Long-dated dynamics

After a patch of short-dated issuance driven by market dynamics, issuers are keen to take advantage of returning demand at the long end.

DAVISON What does the Reserve Bank of Australia (RBA)’s emphasis on the short end mean for longer-dated issuance?

NICHOLL There is a combination of factors here. The RBA’s participation in the market featured heavily in the investor updates we did during April and May. We took the opportunity to reinforce what we thought the view was from the RBA’s actions at the time: that it did not see structural support across the curve as key to achieving its monetary-policy objectives.

In addition, the bulk of market-clearing activity required was bonds from the belly of the curve that had quickly accumulated on trading accounts.

These were bonds sitting on investors’ books that are in a part of the curve where we are not normally very active as an issuer. They are bond lines that don’t tend to attract a lot of interest until they roll towards the three-year futures contract.

I think investors were first looking to sell liquid bonds followed by those that they were less likely to buy again quickly. I do not think a huge volume of ultra-long-end stock changed hands, because of the duration risk.

All the signals we have seem positive for long-end interest, including the return of Japanese investors, the steepness of our curve relative to other sovereigns and the RBA’s clear signal that it will not be buying in the long end – which some investors may appreciate because the RBA will not be creating distortions. These factors are making investors happier to look for opportunities in the long end. Don’t forget, some volatility is a good thing.

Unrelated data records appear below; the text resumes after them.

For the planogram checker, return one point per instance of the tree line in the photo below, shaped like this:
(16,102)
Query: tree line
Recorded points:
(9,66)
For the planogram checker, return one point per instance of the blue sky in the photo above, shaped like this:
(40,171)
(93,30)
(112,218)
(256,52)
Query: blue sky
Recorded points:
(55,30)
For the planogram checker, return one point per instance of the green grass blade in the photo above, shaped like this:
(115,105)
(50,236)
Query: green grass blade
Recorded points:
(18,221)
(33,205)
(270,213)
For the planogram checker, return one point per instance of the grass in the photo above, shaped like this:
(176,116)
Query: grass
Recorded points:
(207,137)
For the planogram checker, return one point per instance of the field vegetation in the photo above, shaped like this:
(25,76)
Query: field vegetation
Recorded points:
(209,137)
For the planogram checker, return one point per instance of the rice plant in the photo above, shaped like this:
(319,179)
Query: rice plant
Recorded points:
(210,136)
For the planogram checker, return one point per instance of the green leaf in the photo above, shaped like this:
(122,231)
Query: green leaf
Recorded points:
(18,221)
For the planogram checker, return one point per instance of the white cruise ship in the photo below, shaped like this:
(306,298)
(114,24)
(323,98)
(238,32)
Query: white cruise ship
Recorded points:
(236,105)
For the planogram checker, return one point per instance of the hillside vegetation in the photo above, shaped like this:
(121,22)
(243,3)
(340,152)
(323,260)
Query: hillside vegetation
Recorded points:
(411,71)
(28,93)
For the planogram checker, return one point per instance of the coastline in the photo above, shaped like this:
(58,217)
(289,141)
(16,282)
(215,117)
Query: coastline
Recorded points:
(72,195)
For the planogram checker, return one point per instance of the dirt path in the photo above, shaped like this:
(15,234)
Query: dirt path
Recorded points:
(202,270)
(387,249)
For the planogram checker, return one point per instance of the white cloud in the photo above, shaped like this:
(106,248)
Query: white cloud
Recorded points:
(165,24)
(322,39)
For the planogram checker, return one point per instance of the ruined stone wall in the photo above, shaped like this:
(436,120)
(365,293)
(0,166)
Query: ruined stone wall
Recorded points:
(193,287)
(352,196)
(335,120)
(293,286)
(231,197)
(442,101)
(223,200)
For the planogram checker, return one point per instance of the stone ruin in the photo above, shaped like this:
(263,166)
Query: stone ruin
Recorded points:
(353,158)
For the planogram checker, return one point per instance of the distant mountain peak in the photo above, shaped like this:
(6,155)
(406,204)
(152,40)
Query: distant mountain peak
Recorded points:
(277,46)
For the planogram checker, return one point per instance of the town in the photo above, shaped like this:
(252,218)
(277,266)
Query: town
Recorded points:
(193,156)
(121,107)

The Australian market stands out in a global context because we have not had to go down the path of other jurisdictions, where it has become difficult for investors to interpret market signals because of the scale of central-bank activity.

We will benefit from this and we are beginning to see it in the long end. I am not surprised it has taken a relatively long time for conditions at this point of the curve to recover, though. Volatility is still in place due to other factors and while it remains high it no doubt brings with it some aversion to duration risk.

TRIGONA I see the RBA’s role as being to stabilise markets, not to buy across the yield curve. With the steepness of the yield curve there is a pickup for investors at the long end. This is what is happening now, with Japanese investors coming into this space. We are also seeing demand from Europe.

LOFTING The other point to make is that the RBA’s objective in buying was about making markets more efficient by clearing excess positions on bank balance sheets rather than funding semi-government borrowers.

Clearing out risk in shorter maturities frees up the banks to take on risk at the back end of the curve. I don’t think there was a lot of 10-15 year semi-government stock sitting on bank balance sheets – more was with end investors.

FAJARDO The RBA could have targeted longer bonds but it may have crowded out investors in the longer end by setting artificially low yields and a flatter yield curve. As Rob Nicholl mentioned, the steepness of the curve and attractiveness of long-dated Australian dollar bonds compared with other bond markets are an important driver of the demand we are seeing.

GRICE The Australian market is trying to find an equilibrium level for the whole term structure of the bond curve and then the relative spread to semi-governments. The 10-30 year curve in Australia is around 10 basis points steeper than in the US and it feels like we are at a level that is bringing in the marginal investor from offshore. The ultra-long end of the Australian curve has always been a little bit tricky but it is continuing to normalise and see increased activity.

It is hard to quantify the expected concession for a new 30-year sovereign bond. But it feels like the current mid-80s basis points on 10-30 years is about the right equilibrium level for now.

BARRELLE The RBA has avoided nominal bonds with maturity greater than 10 years, and inflation-linked bonds altogether, in its bond-buying programme. This has allowed these markets to be somewhat free trading and find their equilibrium levels. In the long run this can be good for these sectors as it provides volatility and trading opportunities for investors.